G_casts = build_actor_network(casts_json)
ntri_nx, tricounts_nx = count_triangles_nx(G_casts, ret_tricounts=True)
print("Found ~ {:.1f} million triangles in all.".format(ntri_nx*1e-6))

In [None]:
t_nx = %timeit -o count_triangles_nx(G_casts) # Uncomment for timing info

**Exercise 2** (3 points). Try a matrix-based approach to counting triangles. Compare its speed against the NetworkX-based method above. As output, produce a dictionary named **`tricounts`**, where **`tricounts[link]`** stores the triangle count for the actor whose link is given by `link`.
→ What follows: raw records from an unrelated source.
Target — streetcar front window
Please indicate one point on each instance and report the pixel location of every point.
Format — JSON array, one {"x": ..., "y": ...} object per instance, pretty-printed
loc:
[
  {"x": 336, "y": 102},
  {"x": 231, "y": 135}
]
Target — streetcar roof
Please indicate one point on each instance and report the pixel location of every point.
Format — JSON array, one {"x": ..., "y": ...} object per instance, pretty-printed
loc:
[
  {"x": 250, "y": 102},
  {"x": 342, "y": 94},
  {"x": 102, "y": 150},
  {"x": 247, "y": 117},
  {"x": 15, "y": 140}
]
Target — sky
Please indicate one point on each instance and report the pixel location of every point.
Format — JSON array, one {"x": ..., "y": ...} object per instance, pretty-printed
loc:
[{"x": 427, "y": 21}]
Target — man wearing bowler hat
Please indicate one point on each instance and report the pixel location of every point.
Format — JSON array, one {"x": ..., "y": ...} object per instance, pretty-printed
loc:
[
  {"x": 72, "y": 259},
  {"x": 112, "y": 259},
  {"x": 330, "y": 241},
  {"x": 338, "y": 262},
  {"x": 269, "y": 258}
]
> _Remark._ The matrix-based example we gave above stores the graph as a _dense_ matrix. However, the graph itself is actually quite sparse. Therefore, to get a scalable implementation, it will be critical to exploit the sparsity of the actor network. That is, observe that there are nearly $n=13,\!000$ actors in this dataset, so any method that scales like $\mathcal{O}(n^2)$ (or worse) is not likely to finish in a reasonable amount of time.

In [None]:
###
### YOUR CODE HERE
###

In [None]:
# Test cell

for actor in tricounts_nx:
    assert tricounts_nx[actor] == tricounts[actor], \
           "For actor '{}', NetworkX saw {} triangles whereas you saw {}.".format(actors[actor]
                                                                                  , tricounts_nx[actor]
                                                                                  , tricounts[actor])
print("\nPassed!")

**Fin!** That's the end of this problem.